Les équipes Marketing ont tendance à se focaliser sur le trafic et les leads, alors que les équipes commerciales se focalisent sur les clients.

Pourtant, à partir du moment où nous générons un premier appel de qualification avec un prospect (= SQL), nous savons précisément quel est le pourcentage de chances qu’il devienne client. Notre processus commercial est découpé en phases pour lesquelles nous connaissons les taux de conversion. On peut ainsi décrire avec cette seule statistique du R0 la performance de nos équipes marketing et commerciales.

Bien sûr, les équipes continuent de suivre les autres statistiques (trafic, leads, opportunités, clients, …), mais c’est le R0 qui sera le juge de paix de notre SLA.

D. Définir les conditions de transmission et de management des leads

Améliorer le passage de témoin entre le marketing et les ventes est un enjeu crucial. En effet, si l’on n’établis pas un protocole suffisamment strict, c’est à ce niveau que le processus de lead génération peut dérailler.

Transmettre un prospect trop tôt ou trop tard aux commerciaux fera perdre en efficacité commerciale. Soit les commerciaux devront passer du temps à requalifier un lead insuffisamment mature, soit le lead leur échappera, faute d’avoir été traité à temps.

Techniquement, cela se traduit par un score dans notre logiciel de marketing automation de 20 points (acquis par le téléchargement de contenu ou la consultation de pages clés) : à ce moment précis le prospect est envoyé directement dans notre CRM, et les commerciaux sont prévenus de l’arrivée d’un nouveau lead chaud.

Le SLA devrait aussi définir le degré d’intervention de chaque service sur un lead avant et après la transmission.

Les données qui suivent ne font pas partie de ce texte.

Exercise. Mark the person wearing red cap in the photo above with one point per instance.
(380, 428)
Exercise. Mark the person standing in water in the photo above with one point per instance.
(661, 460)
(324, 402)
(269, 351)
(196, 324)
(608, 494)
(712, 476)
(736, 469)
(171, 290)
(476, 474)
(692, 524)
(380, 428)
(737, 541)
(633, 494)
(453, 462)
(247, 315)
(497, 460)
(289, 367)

Le Service Level Agreement doit répondre précisément aux questions : quand, comment, à quelle fréquence et combien de fois un lead devrait-il être abordé par chaque service.

Ce document est notamment essentiel pour responsabiliser les commerciaux sur le renseignement des informations de qualification lors de leurs échanges, afin que le marketing puisse améliorer son lead nurturing :

  • Est-ce qu’il y a un projet ?
  • Qui est le décideur ?
  • Pourquoi le lead n’est pas de qualité ?
  • etc.

E. Mesurer les KPIs du SLA et organiser le reporting

Un Service Level Agreement efficace exige de chaque service qu’il s’engage sur des objectifs quantitatifs. Par conséquent, le SLA devra aussi prévoir les conditions d’évaluation de ces objectifs. En d’autres termes, les services marketing et ventes devront s’accorder sur les KPIs à mesurer mais aussi sur la forme et la fréquence à laquelle le reporting s’effectuera.

En effet, la portée d’un SLA n’est pas figée dans le temps. C’est un processus qui doit produire des effets durables et poser les conditions d’une amélioration continue. A intervalles réguliers, le SLA devra donc être revu. A l’aune des résultats observés, les deux services pourront décider de se fixer de nouveaux objectifs et de préciser ou modifier tel ou tel élément de l’accord initial.

Par exemple chez Plezi, nous organisons une réunion très brève chaque lundi matin de 15 minutes maximum entre les équipes marketing et commerce afin de parcourir les chiffres de la semaine passée :

Exemple de rapport KPI pour les réunions sales / marketing : SLA mis en pratique

Très rapidement nous pouvons expliquer les chiffres, ce qu’il faut changer et avoir des retours qualitatifs sur les prospects en cours.

La mise en place d’un SLA peut faire peur : beaucoup d’entreprises essaient de suivre toutes les statistiques du marketing et du commerce, créant une véritable usine à gaz. L’adoption d’une seule statistique qui fait référence permettra de motiver les équipes à améliorer tout le reste du tunnel d’acquisition. Le SLA doit ainsi rester simple et évolutif, et les points entre les équipes réguliers.